There was nothing shocking about my mother at age 95 going into residential aged care, and while the need for that came about overnight the move was about time. What was shocking was the instant devaluation of her treasured possessions.
One day the material accumulation of her life was immensely valuable and the next day it was worthless. From treasure to detritus in the minute it took for my mother to leave her house of more than 50 years on her way to hospital.
Thankfully she recovered over a week or so in hospital from the gastro illness that had hit her family members and so many people of the Hunter in May, but she chose to go from hospital to residential care, and she told me repeatedly that she didn't care what my sister and I did with the contents of her house.
It was sad. The silver bits and pieces once owned by long-gone relatives, the cutlery that may have been a wedding gift, inscribed plaques with ancient and obscure significance, the old Sunbeam Mixmaster that had made so many cakes for her young family, the material milestones of her young married life, and suddenly they didn't matter.
There wasn't much we could do beyond removing it from the house, because the house had to be sold to provide what's called an accommodation deposit to a nursing home, and so we asked her grandchildren to take what they wanted. They took just a few things that spoke to them of grandma, but their houses are already furnished, their shelves as full as they want them to be.
We phoned the charity shops, and they were interested, conditionally, in a few pieces of furniture but not in anything else. You can have, we offered, the 20 big bags of fabric so carefully selected by my mother over many years of trawling quilting shops. And everything else. No thank you.
Suddenly I appreciate that material things are not memories, that when they are of no use they add to our life nothing but a burden. I hope to convince my wife that we should deal with that burden over a year rather than leave it to our children to deal with over a week.
We invited secondhand dealers to the house in the hope they would take everything, but they'd pick a few items and tell me that the market for stuff had expired eight or nine years ago, that until then they'd have been able to sell everything in the house.
We had a garage sale, which garnered less than $100 and made not a dent in the mass. The first fellow there gathered together the record player, amplifier, DVD player, speakers and records and offered $10!
Then I went to the dump. Twice. The recycler fossicking in my pile of old saucepans, cake tins, pottery jars, teddy bear novelties and cat ornaments had seen it many times before. Are you, he asked, clearing out your mother's house?
And that night I said to my wife that we must clear out our conglomeration. Start, she said, in your shed.

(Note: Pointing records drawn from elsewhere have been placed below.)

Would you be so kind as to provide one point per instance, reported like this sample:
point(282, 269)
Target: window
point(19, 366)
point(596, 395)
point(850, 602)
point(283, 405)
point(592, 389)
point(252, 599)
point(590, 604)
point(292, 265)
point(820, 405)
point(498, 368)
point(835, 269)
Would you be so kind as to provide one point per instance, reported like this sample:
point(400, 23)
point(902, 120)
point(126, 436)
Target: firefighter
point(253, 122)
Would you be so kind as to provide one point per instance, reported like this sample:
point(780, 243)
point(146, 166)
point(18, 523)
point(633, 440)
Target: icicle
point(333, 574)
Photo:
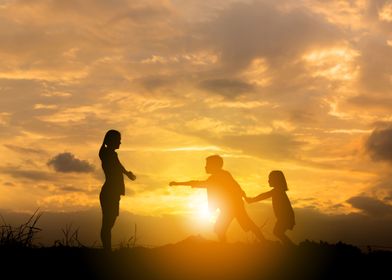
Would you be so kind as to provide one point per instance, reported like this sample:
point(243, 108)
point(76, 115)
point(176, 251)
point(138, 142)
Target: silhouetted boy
point(280, 203)
point(113, 187)
point(226, 194)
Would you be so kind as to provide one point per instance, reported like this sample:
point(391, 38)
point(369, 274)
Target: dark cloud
point(370, 206)
point(226, 87)
point(259, 29)
point(23, 150)
point(69, 188)
point(379, 144)
point(67, 162)
point(32, 175)
point(366, 101)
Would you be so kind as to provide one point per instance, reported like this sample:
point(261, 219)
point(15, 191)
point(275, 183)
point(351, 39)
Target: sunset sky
point(303, 86)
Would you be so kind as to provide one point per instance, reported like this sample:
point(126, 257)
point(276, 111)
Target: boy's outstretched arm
point(260, 197)
point(193, 184)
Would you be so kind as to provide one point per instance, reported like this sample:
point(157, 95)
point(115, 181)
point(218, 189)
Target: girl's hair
point(110, 136)
point(278, 180)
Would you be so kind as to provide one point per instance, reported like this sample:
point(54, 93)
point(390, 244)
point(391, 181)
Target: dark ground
point(196, 258)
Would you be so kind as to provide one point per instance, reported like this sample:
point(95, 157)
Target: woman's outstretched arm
point(193, 184)
point(260, 197)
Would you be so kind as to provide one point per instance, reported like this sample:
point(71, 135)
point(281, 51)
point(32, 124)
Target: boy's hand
point(248, 199)
point(131, 175)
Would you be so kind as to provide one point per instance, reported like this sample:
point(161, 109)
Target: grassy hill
point(197, 258)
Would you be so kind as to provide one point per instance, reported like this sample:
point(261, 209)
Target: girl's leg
point(279, 232)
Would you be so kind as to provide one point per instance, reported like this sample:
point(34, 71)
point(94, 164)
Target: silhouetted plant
point(70, 238)
point(20, 236)
point(131, 242)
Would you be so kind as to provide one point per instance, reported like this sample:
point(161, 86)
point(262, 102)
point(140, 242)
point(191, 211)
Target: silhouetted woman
point(113, 187)
point(280, 203)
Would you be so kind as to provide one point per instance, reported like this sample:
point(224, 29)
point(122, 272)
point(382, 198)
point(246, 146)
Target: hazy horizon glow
point(299, 86)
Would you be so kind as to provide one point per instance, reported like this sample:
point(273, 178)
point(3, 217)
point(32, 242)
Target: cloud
point(379, 144)
point(279, 34)
point(370, 206)
point(226, 87)
point(67, 162)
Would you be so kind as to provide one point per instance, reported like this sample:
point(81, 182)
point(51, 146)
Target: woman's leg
point(279, 232)
point(106, 231)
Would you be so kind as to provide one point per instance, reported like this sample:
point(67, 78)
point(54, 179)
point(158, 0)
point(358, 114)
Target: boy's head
point(213, 164)
point(277, 180)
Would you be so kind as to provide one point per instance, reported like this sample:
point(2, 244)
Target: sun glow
point(200, 210)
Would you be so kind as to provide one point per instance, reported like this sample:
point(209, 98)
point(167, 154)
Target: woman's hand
point(131, 175)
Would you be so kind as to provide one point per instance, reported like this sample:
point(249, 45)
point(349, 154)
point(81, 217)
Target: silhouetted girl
point(113, 187)
point(280, 203)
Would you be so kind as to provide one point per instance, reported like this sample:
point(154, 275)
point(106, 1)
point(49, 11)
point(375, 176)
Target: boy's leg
point(247, 223)
point(221, 225)
point(279, 232)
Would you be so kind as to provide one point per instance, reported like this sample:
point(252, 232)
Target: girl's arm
point(193, 184)
point(260, 197)
point(129, 174)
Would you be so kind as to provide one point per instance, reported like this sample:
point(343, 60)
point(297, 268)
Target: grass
point(21, 236)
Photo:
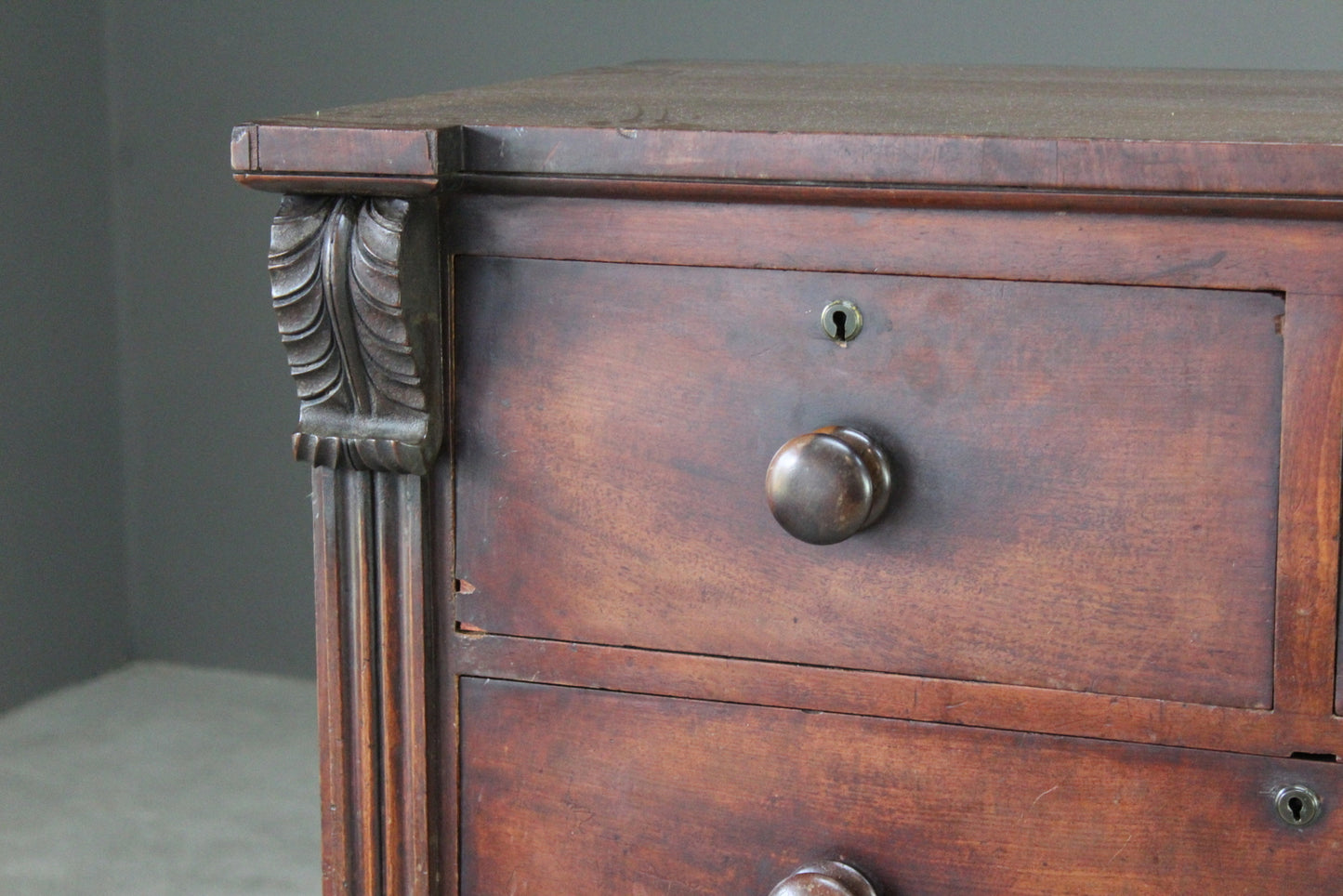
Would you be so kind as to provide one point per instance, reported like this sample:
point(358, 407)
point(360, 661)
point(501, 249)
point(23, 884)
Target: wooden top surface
point(1248, 132)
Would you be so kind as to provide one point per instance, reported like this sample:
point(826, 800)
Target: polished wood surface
point(566, 646)
point(1271, 133)
point(1081, 473)
point(587, 791)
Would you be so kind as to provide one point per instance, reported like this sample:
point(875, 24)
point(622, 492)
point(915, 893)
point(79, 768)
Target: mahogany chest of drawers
point(735, 479)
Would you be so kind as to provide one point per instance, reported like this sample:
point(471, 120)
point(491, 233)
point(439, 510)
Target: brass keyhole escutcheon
point(842, 322)
point(1297, 805)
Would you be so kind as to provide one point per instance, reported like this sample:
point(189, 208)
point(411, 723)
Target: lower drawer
point(573, 790)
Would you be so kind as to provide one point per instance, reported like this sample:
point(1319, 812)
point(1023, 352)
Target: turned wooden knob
point(829, 484)
point(823, 878)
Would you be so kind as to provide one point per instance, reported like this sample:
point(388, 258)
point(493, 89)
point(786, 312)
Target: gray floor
point(162, 779)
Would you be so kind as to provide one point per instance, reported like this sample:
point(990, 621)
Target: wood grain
point(1002, 244)
point(375, 702)
point(586, 791)
point(1086, 473)
point(892, 696)
point(1270, 133)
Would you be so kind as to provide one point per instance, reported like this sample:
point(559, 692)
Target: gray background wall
point(148, 508)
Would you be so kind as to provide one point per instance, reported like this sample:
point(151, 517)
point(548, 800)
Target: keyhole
point(842, 322)
point(1297, 805)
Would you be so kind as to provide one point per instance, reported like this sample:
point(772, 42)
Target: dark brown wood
point(895, 696)
point(347, 684)
point(1309, 516)
point(1081, 473)
point(586, 791)
point(1178, 130)
point(355, 285)
point(376, 703)
point(1007, 242)
point(566, 646)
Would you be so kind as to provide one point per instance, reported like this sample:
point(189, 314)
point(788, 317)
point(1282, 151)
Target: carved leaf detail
point(298, 295)
point(360, 331)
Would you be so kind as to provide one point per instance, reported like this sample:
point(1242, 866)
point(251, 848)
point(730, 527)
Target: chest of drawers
point(735, 479)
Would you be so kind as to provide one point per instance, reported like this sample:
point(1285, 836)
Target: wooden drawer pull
point(823, 878)
point(827, 484)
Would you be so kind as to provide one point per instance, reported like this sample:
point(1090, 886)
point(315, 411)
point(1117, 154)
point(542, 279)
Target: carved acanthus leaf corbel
point(355, 283)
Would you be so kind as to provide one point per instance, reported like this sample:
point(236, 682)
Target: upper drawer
point(1086, 474)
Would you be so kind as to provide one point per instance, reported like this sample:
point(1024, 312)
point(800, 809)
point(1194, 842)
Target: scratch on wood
point(1123, 847)
point(1038, 798)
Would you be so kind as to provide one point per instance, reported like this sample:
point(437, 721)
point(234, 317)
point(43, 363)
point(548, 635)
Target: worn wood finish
point(375, 700)
point(1176, 130)
point(1103, 343)
point(1081, 473)
point(355, 285)
point(585, 791)
point(893, 696)
point(1002, 244)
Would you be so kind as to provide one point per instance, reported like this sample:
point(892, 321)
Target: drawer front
point(1086, 476)
point(570, 790)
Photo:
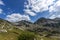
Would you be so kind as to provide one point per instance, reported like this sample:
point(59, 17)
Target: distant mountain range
point(42, 25)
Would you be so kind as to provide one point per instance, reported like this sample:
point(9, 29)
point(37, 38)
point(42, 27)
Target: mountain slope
point(40, 30)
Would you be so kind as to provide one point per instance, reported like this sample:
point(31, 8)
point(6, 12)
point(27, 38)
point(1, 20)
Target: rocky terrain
point(42, 29)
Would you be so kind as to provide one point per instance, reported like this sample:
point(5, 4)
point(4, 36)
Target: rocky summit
point(42, 29)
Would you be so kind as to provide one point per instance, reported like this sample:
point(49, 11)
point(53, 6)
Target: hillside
point(42, 29)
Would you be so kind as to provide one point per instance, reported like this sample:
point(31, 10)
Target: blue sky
point(30, 10)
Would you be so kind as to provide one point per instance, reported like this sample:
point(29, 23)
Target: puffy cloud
point(15, 17)
point(1, 2)
point(55, 10)
point(1, 11)
point(36, 6)
point(30, 12)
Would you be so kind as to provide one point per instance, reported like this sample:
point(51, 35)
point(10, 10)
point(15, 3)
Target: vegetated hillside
point(42, 29)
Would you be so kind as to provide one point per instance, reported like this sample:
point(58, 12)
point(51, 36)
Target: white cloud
point(55, 10)
point(27, 11)
point(1, 2)
point(15, 17)
point(1, 11)
point(38, 6)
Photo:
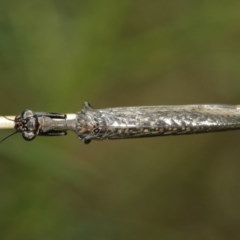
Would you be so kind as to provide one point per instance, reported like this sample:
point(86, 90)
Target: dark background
point(54, 55)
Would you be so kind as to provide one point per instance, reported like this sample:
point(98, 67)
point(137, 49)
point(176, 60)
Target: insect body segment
point(32, 124)
point(130, 122)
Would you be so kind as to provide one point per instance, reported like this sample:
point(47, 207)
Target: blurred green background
point(56, 54)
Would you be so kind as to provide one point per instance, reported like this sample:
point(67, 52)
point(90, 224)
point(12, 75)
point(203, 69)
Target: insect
point(128, 122)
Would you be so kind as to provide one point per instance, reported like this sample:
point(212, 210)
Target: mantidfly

I will. First to go will be the spanners and other hand tools I've wrapped in oily rags over many years with the intention of giving them one day to my sons and sons-in-law. They don't want them now and they won't want them when the time comes to clear out Poppy's shed.
Next will be the old fishing reels that only ever had a value because they were old, and things I've been going to fix one day, and as I write that I wonder if I should keep the old electric coffee machine that I hope needs just a descaling. No.
Gone, too, will be old outboard motor tanks, an ancient valve spring compressor, a few small motors that I can't remember whether I've fixed or not, and perished fishing waders, and already I'm feeling better.
Fifteen years ago when it appeared likely that cancer would claim me one thing that worried me more than most was leaving my shed for my wife to clear out. A strange thing to be worried about, I know, but worry about it I did, and I suspect that in my 70s or 80s I will worry about it again. Lightening my load now may pay dividends later.
The real anguish, though, awaits me in the house. My shortwave radios. I don't think I've ever been as excited about any material thing as I was when I bought them, over 30 years, and while their day has long gone I treasure them still. But the fact is that they are now lumps in my life, as useless to me as the clothes I'll never wear again.
The house will be a battle, my wife will be a war. She agrees we need a thinning but she does not agree with me having a role in it.
Let's start in the corner cupboard in the kitchen, I suggest, the cupboard that spills most of its plastic containers and jugs onto the floor whenever I open it.
If we haven't used it in the previous few months, I say, let's hoick it. Start in the shed, she says again.
In my adult life I have experienced the two extremes of material life. For years as a single fellow I moved abode with a cardboard box and an armful of bedding, and getting close to half a century later I'd need a team of professionals and several trucks. Marital life became material life.
The instant devaluation of my mother's material life has had an impact on me. Suddenly I appreciate that material things are not memories, that when they are of no use they add to our life nothing but a burden. I hope to convince my wife that we should deal with that burden over a year rather than leave it to our children to deal with over a week. Yes, I'll need good luck with that.